ArCo KG can have an impact on the general Semantic Web community as well, since it is designed by following a robust methodology, based on the reuse of ontology design patterns, including extensive testing, detailed documentation and tutorial material, and formal evaluation: thus, it is a well-documented case study of the application of a methodology of ontology engineering (eXtreme Design), and can be used as a reference example by other researchers that are approaching knowledge graph engineering.
ArCo KG is still evolving and growing, and can be further improved and enriched. We plan to extend our ontologies, in order to model other aspects not addressed by the current version, e.g. some specific characteristics of naturalistic heritage, like slides and phials associated to an herbarium, the optical properties of a stone, etc. Being ArCo KG developed in the context of an evolving project, we keep encouraging our community to give us new requirements, in addition to continuous feedback, that we aim at addressing in the future. Moreover, in future requirement collection iterations, we want to extend our customer team to interested citizens, and further investigate how to best capture requirements from such a diverse audience.

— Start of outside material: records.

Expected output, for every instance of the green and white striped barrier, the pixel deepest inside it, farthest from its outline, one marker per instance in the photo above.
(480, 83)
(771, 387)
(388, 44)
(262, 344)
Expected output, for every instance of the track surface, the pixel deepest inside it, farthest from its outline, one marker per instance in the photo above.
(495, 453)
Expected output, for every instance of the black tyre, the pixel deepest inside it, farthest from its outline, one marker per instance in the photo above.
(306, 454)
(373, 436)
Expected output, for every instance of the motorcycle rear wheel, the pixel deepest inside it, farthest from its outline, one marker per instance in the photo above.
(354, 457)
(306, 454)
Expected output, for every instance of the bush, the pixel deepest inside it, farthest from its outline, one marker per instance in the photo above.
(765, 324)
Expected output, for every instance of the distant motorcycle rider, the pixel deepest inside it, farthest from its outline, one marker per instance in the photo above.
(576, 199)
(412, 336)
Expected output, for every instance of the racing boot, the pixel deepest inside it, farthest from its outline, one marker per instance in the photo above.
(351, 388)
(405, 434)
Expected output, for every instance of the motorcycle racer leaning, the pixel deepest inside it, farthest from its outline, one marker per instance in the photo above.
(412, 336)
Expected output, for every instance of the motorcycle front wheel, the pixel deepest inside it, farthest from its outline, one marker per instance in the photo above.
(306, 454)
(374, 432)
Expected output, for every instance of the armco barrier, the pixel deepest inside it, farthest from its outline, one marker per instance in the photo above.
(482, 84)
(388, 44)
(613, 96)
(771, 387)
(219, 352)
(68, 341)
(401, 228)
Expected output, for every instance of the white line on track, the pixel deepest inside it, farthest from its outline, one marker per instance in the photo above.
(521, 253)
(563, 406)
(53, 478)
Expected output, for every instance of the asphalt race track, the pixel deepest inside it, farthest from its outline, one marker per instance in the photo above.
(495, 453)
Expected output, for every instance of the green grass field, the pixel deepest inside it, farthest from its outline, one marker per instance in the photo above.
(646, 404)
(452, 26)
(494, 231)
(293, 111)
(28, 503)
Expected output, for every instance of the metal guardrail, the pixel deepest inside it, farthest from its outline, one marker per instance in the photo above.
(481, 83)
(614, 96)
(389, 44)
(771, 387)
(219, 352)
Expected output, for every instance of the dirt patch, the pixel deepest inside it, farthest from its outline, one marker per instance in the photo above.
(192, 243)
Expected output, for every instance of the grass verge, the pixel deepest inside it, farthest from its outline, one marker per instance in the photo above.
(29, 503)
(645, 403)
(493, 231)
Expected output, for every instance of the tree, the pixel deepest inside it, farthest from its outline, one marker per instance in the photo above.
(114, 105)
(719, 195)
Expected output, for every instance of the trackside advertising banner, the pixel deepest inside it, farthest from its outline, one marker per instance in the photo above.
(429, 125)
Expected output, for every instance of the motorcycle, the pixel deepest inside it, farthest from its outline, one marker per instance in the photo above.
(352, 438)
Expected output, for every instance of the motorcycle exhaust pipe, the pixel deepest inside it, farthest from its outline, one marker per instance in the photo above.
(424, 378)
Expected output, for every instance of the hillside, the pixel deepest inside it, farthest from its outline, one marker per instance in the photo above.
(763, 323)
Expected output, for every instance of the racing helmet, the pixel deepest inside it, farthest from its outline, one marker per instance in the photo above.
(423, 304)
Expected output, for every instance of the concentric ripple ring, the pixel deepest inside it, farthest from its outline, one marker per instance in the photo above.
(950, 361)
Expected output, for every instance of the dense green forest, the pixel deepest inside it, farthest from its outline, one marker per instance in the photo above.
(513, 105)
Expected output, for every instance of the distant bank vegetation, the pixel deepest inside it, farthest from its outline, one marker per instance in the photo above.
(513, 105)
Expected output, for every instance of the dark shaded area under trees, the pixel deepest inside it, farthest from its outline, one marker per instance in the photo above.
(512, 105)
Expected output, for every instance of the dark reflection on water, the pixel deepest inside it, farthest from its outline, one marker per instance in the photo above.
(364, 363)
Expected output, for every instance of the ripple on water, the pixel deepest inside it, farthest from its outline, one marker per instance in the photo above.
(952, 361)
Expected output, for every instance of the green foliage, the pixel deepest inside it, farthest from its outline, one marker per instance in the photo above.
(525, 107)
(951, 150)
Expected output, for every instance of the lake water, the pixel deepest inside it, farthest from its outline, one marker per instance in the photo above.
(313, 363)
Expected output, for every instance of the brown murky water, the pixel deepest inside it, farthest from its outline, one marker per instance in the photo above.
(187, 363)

ArCo KG will be enriched by extracting structured data from many textual metadata contained in the catalogue records (e.g. generic narrative descriptions of the cultural properties, historical biographical data about authors, etc.), using NLP techniques. Additional effort is being put to complete the translation of the data to other languages, starting from English, with an automated bootstrap to be refined by the community. Finally, ArCo’s project has highlighted the need for tools for facilitating reuse and testing, in general but also specific to the CH domain.